Os aspectos materiais e formais surgem porque, afirma Koo Jeong A., "as nossas mentes precisam de fortes estímulos." Esta afirmação serve à artista para descrever o modo como no seu trabalho, por mais que se ambicione a invisibilidade, se tem sempre de recorrer à matéria, de ocupar o espaço, de tornar visível e presente. As "caixas", que fez para o CAM, têm esta origem. A sua génese reside em tentar "extrair o sentido do habitual espaço expositivo em forma de caixa branca."

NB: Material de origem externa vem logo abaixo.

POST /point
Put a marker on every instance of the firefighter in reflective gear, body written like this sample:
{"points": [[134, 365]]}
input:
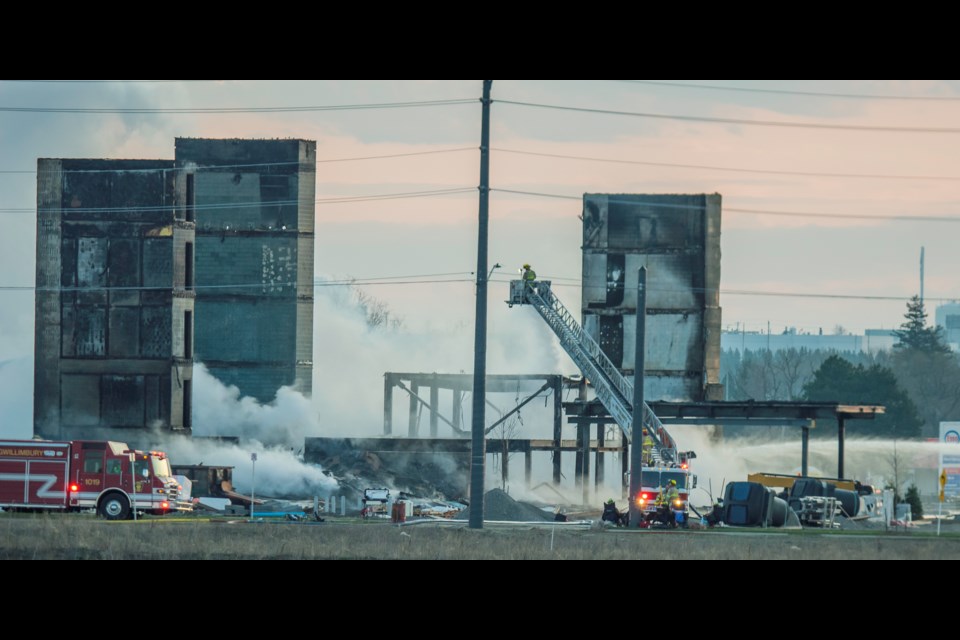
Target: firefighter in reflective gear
{"points": [[612, 514], [672, 493], [647, 449]]}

Estas caixas brancas (que aparentemente correspondem ao suposto espaço neutro ideologicamente apropriado para exibir obras de arte) não são espaços prontos a ser ocupados por estarem vazios. Pelo contrário, são espaços impossíveis de usar: são caixas fechadas, mesmo quando existem escadas de acesso elas não dão a sítio algum e os interiores só são observáveis do exterior e nunca percorríveis ou habitáveis. Os interiores já estão ocupados por cores e pelo próprio vazio, o qual é aqui fundador de uma espacialidade específica.

Que estes interiores sejam palco de acontecimentos próprios corresponde a um desejo da artista. Diz ela: "desejava que o espaço tivesse uma vida diferente da do público." O que não significa inverter a relação habitual em que é o público que activa e torna presentes os diferentes acontecimentos artísticos. Esta afirmação mostra que para esta artista o espaço dá indicações precisas, reflecte desejos e presenças que se podem tornar manifestas e visíveis. E o seu projecto para Lisboa tem esta ambição no seu centro: os espaços que cria estão vedados para que os público se dê conta do vazio ser só aparente porque as presenças podem ter expressões tão variadas como um luz, uma cor, etc., e portanto a atenção humana tem de ser mais aguçada e sensível e dirigir-se para presenças diferentes das habituais.

Aspectos estes que correspondem a descobertas sensíveis feitas pela artista, porque, como afirmou ao Ípsilon: "o meu interesse pelo espaço está nos meus braços e no meu coração aproprio-me deles." É o corpo e, mais especificamente, o coração o lugar de todas as metamorfoses e ressonâncias artísticas. E se é o coração que faz a mediação, que torna inteligível e compreensível o espaço, quanto ao tempo o seu operador são as pernas: "o meu interesse pelo tempo está nas minhas pernas."

Coração, braços e pernas são as medidas desta artista e são as suas ferramentas de trabalho. Não existe nenhum outro tipo de inteligência ou de apropriação que lhe interesse, por isso o registo poético é o mais conveniente, porque dá conta das tensões entre visível e invisível, entre cheio e vazio e, sobretudo, entre palavra e silêncio que tão bem caracterizam o seu trabalho.